The following functions creates new functions that generate |GVar|\s (to 
replace :func:`gvar.gvar`):

.. autofunction:: gvar.switch_gvar()

.. autofunction:: gvar.restore_gvar()

.. autofunction:: gvar.gvar_factory(cov=None)

|GVar|\s created by different functions cannot be combined in arithmetic
expressions (the error message "Incompatible GVars." results). 

The following function can be used to rebuild collections of |GVar|\s, 
ignoring all correlations with other variables. It can also be used to 
introduce correlations between uncorrelated variables.

.. autofunction:: gvar.rebuild(g, gvar=gvar, corr=0.0)

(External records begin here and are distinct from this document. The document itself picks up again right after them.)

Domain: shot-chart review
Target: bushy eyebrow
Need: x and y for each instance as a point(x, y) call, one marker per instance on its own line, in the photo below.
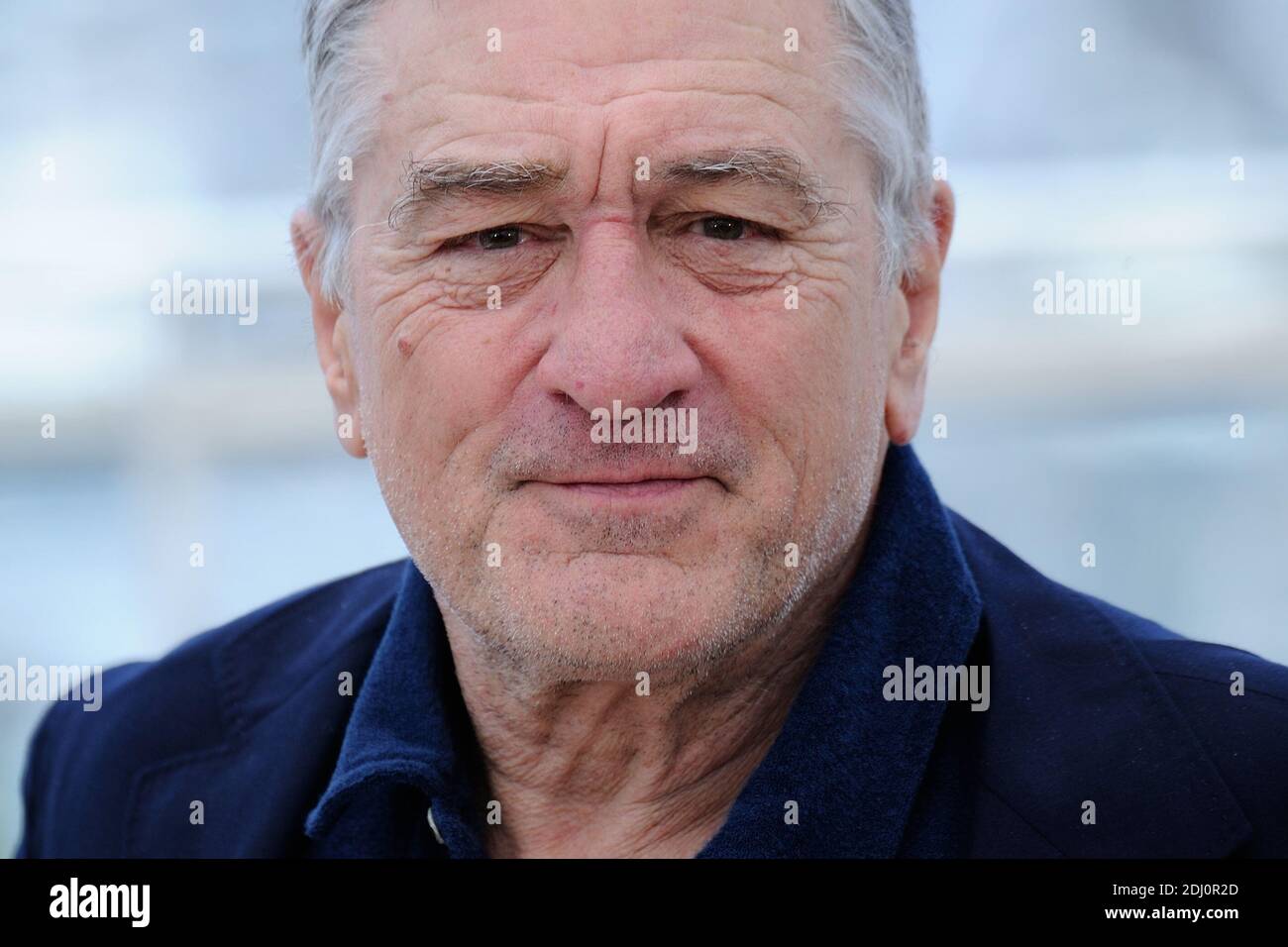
point(438, 180)
point(778, 167)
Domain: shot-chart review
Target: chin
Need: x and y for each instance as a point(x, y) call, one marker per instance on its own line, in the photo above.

Finally there is a utility function and a class for implementing an *svd*
analysis of a covariance or other symmetric, positive matrix:

.. autofunction:: gvar.svd(g, svdcut=None, svdnum=None, compute_delta=False, rescale=True)
   
   
Classes
-------
The fundamental class for representing Gaussian variables is:

.. autoclass:: gvar.GVar
   
   The basic attributes are:
   
   .. autoattribute:: mean
   
   .. autoattribute:: sdev
   
   .. autoattribute:: var
   
   Two methods allow one to isolate the contributions to the variance
   or standard deviation coming from other |GVar|\s:
   
   .. automethod:: partialvar(*args)
   
   .. automethod:: partialsdev(*args)

   Partial derivatives of the |GVar| with respect to the independent
   |GVar|\s from which it was constructed are given by:

   .. automethod:: deriv(x)
   
   There are two methods for converting ``self`` into a string, for 
   printing:
   
   .. automethod:: __str__
   
   .. automethod:: fmt(ndecimal=None, sep='')
   
   Two attributes and a method make reference to the original
   variables from which ``self`` is derived:
   
   .. attribute:: cov
      
      Underlying covariance matrix (type :class:`gvar.smat`) shared by all
      |GVar|\s.
   
   .. autoattribute:: der
   
   .. automethod:: dotder(v)

The following class is a specialized form of an ordered dictionary for
holding |GVar|\s (or other scalars) and arrays of |GVar|\s (or other
scalars) that supports Python pickling:

.. autoclass:: gvar.BufferDict

   The main attributes are:

   .. autoattribute:: size
   
   .. autoattribute:: flat
   
   .. attribute:: buf
   
      The (1d) buffer array. Allows direct access to the buffer: for example,
      ``self.buf[i] = new_val`` sets the value of the ``i-th`` element in
      the buffer to value ``new_val``.  Setting ``self.buf = nbuf``
      replaces the old buffer by new buffer ``nbuf``. This only works if
      ``nbuf`` is a one-dimensional :mod:`numpy` array having the same
      length as the old buffer, since ``nbuf`` itself is used as the new
      buffer (not a copy).
      
   .. attribute:: shape
      
      Always equal to ``None``. This attribute is included since 
      |BufferDict|\s share several attributes with :mod:`numpy` arrays to
      simplify coding that might support either type. Being dictionaries
      they do not have shapes in the sense of :mod:`numpy` arrays (hence 
      the shape is ``None``).
   
   The main methods are:
   
   .. automethod:: flatten()
   
   .. automethod:: slice(k)
   
   .. automethod:: isscalar(k)
   
   .. method:: update(d)
      
      Add contents of dictionary ``d`` to ``self``.
      
   .. staticmethod:: BufferDict.load(fobj, use_json=False)
   
      Load serialized |BufferDict| from file object ``fobj``.
      Uses :mod:`pickle` unless ``use_json`` is ``True``, in which case
      it uses :mod:`json` (obvioulsy).
      
   .. staticmethod:: loads(s, use_json=False)
      
      Load serialized |BufferDict| from string object ``s``.
      Uses :mod:`pickle` unless ``use_json`` is ``True``, in which case
      it uses :mod:`json` (obvioulsy).
   
   .. automethod:: dump(fobj, use_json=False)
   
   .. automethod:: dumps(use_json=False)
      
SVD analysis is handled by the following class:

.. autoclass:: gvar.SVD(mat, svdcut=None, svdnum=None, compute_delta=False, rescale=False)

   .. automethod:: decomp(n)

   
Requirements
------------
:mod:`gvar` makes heavy use of :mod:`numpy` for array manipulations. It 
also uses the :mod:`numpy` code for implementing elementary functions
(*e.g.*, ``sin``, ``exp`` ...) in terms of member functions.